Muzibao n’a pu trouver de ressource gratuite et légale en ligne pour faire écouter cette musique. Elle est disponible dans le streaming de Qobuz.
L’œuvre date de 1945 : Trois tableaux symphoniques d'après 'Les hauts de Hurlevent', musique de scène pour le Théâtre Hébertot (1944-1945)
On peut en écouter de très brefs extraits ici, où l’on entend très bien les Ondes Martenot.
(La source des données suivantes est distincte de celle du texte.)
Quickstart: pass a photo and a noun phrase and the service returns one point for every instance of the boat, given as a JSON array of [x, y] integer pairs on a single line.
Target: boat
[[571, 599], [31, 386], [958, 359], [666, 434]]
Elles auraient été utilisées pour imiter les hurlements des chiens dans la lande.
voici par exemple le début de « La Marche du destin » (audio, 1’, début légèrement différé) :
Dutilleux Trois tableaux symphoniques
Il existe un enregistrement récent de l’œuvre, avec l’Orchestre National des Pays de la Loire, sous la direction de Pascal Rophé. Le disque comporte également Le Loup, Trois sonnets de Jean Cassou, La Fille du diable, Quatre mélodies. L’ondiste est Valérie Hartmann-Claverie.